Existiert Jasse wirklich?
Das ist eine überraschend häufige Frage. Wir verstehen den Zweifel. Ein Mann, der behauptet, einen Unterschied von 0,3 Dezibel in der Frequenzgangsänderung bei 14 kHz zu hören, klingt erfunden. Als hätte jemand eine Figur für eine Anime-Serie geschrieben.
Aber Jasse „Jazmanaut" Kesti ist eine reale Person. Er isst, trinkt, schläft und stimmt Frequenzgänge ab. Hauptsächlich stimmt er Frequenzgänge ab.
Beweislage
- Er hat eine Personenkennziffer. Wir haben das überprüft.

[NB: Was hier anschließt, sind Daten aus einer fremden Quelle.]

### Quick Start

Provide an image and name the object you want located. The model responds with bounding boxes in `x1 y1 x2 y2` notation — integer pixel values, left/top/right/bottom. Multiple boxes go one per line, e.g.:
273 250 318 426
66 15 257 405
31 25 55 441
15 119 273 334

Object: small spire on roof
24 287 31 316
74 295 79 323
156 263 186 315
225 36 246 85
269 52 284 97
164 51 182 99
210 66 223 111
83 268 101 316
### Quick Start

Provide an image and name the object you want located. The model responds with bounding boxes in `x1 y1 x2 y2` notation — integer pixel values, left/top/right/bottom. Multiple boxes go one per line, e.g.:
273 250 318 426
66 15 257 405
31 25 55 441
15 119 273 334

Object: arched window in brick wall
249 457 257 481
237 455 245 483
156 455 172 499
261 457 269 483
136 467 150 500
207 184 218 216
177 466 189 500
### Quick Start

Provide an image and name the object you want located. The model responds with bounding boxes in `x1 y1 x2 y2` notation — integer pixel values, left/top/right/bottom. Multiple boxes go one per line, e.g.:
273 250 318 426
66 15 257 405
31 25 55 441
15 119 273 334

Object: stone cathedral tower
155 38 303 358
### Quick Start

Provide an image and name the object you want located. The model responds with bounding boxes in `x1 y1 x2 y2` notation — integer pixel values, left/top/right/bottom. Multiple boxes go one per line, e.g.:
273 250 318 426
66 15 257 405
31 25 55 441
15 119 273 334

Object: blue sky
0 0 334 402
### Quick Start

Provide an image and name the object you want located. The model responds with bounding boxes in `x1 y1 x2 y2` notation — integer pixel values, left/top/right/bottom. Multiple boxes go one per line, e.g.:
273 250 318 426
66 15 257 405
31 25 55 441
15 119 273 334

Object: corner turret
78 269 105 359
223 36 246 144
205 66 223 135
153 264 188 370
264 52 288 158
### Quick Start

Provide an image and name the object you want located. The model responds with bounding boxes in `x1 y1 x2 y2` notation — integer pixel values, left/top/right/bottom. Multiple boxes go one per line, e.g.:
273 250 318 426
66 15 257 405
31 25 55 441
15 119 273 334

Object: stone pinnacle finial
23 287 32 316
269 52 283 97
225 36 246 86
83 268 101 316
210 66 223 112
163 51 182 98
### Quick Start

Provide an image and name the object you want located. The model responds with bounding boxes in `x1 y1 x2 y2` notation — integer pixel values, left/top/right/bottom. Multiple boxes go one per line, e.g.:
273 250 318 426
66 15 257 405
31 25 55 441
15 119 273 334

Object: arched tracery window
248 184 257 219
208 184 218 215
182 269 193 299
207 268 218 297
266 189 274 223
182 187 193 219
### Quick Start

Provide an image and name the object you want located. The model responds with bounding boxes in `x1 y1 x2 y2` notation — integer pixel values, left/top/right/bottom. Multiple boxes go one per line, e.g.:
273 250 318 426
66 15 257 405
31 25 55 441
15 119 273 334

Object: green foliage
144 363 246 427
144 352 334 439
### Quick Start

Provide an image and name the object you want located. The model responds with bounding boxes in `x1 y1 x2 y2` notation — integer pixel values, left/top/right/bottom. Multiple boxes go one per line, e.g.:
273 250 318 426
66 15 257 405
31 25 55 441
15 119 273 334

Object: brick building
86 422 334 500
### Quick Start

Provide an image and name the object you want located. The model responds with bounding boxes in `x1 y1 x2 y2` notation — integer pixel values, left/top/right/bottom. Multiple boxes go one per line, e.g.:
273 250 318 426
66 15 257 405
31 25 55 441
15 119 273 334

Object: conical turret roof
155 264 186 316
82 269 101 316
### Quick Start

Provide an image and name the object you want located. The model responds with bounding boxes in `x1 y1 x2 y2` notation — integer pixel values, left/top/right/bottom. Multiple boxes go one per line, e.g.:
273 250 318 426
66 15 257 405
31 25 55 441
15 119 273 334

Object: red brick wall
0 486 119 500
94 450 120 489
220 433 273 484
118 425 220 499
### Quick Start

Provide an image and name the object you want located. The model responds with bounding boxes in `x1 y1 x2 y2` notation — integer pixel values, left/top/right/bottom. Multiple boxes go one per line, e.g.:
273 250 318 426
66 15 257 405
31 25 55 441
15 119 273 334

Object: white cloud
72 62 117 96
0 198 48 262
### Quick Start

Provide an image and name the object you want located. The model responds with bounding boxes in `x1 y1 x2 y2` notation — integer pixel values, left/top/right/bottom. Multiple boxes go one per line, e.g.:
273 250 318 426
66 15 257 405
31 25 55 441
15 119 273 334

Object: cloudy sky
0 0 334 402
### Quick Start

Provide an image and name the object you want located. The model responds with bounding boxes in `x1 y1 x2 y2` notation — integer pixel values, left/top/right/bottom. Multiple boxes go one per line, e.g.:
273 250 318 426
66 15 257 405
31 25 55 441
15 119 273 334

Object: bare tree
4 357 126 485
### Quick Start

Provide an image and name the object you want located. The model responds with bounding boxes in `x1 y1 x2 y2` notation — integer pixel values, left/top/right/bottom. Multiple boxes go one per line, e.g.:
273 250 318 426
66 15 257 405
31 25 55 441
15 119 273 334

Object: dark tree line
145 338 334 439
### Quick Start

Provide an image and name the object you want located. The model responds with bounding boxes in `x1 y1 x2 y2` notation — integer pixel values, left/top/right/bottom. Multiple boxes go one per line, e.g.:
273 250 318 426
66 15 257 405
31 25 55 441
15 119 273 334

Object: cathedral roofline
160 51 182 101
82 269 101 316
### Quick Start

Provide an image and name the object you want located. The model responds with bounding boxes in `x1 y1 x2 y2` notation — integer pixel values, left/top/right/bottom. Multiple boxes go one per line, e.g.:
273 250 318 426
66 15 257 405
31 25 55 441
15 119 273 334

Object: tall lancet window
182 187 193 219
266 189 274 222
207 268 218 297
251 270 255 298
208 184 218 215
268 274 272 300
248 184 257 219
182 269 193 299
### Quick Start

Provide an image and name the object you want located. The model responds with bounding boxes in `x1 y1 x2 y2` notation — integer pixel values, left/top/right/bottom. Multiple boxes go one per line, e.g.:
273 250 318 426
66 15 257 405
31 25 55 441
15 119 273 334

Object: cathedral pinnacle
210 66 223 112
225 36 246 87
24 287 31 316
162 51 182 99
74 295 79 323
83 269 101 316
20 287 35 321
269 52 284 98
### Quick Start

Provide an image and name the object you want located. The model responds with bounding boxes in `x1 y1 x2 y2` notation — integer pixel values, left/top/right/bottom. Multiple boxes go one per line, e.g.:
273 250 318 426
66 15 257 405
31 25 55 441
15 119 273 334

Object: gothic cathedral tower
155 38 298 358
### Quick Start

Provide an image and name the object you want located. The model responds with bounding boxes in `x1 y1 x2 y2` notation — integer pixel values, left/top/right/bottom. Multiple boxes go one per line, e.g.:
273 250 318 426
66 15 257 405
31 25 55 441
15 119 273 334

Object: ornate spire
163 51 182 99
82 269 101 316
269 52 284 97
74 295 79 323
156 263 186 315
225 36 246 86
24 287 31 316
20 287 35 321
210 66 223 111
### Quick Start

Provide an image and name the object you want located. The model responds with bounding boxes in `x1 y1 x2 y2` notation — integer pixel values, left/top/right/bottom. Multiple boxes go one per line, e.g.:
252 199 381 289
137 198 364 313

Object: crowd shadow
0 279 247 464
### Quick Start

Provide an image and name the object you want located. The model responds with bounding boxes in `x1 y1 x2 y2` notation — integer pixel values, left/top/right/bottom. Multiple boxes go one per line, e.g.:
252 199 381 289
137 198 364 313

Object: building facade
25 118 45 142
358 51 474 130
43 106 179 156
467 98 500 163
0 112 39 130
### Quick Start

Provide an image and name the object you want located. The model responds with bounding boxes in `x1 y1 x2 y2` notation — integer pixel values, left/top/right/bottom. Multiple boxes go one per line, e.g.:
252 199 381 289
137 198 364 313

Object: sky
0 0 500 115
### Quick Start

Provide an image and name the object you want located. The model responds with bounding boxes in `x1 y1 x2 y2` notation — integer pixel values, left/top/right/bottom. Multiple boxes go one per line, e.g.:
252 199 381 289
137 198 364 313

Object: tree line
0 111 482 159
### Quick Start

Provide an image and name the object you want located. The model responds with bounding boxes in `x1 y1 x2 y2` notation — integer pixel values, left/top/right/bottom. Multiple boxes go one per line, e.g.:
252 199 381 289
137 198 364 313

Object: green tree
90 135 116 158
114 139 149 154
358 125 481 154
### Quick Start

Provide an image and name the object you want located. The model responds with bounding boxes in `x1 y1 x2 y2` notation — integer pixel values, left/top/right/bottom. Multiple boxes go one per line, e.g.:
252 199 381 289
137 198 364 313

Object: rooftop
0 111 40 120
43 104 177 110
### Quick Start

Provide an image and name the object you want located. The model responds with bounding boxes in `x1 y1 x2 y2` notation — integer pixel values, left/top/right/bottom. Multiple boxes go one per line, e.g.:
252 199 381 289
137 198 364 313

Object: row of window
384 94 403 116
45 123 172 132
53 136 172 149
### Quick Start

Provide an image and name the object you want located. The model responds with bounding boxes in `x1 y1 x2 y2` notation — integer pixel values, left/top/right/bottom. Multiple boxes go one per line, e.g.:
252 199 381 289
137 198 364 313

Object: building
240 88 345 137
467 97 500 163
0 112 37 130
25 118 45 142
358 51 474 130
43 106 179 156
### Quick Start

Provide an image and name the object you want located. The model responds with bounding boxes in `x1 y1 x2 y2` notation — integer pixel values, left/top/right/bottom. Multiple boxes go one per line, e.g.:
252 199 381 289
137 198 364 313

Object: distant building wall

- Er konsumiert Kaffee in Mengen, die das Simulationsvermögen einer KI übersteigen.
- Er wurde in Kajaani gesehen. Mehr als einmal. Das ist ein starkes Indiz, denn niemand erfindet, freiwillig in Kajaani zu sein.
- Er hat den Klang jedes einzelnen Valco-Kopfhörers von Hand abgestimmt. Das erklärt, warum sie gut klingen und warum Jasse chronische Nacken-Schulter-Beschwerden hat.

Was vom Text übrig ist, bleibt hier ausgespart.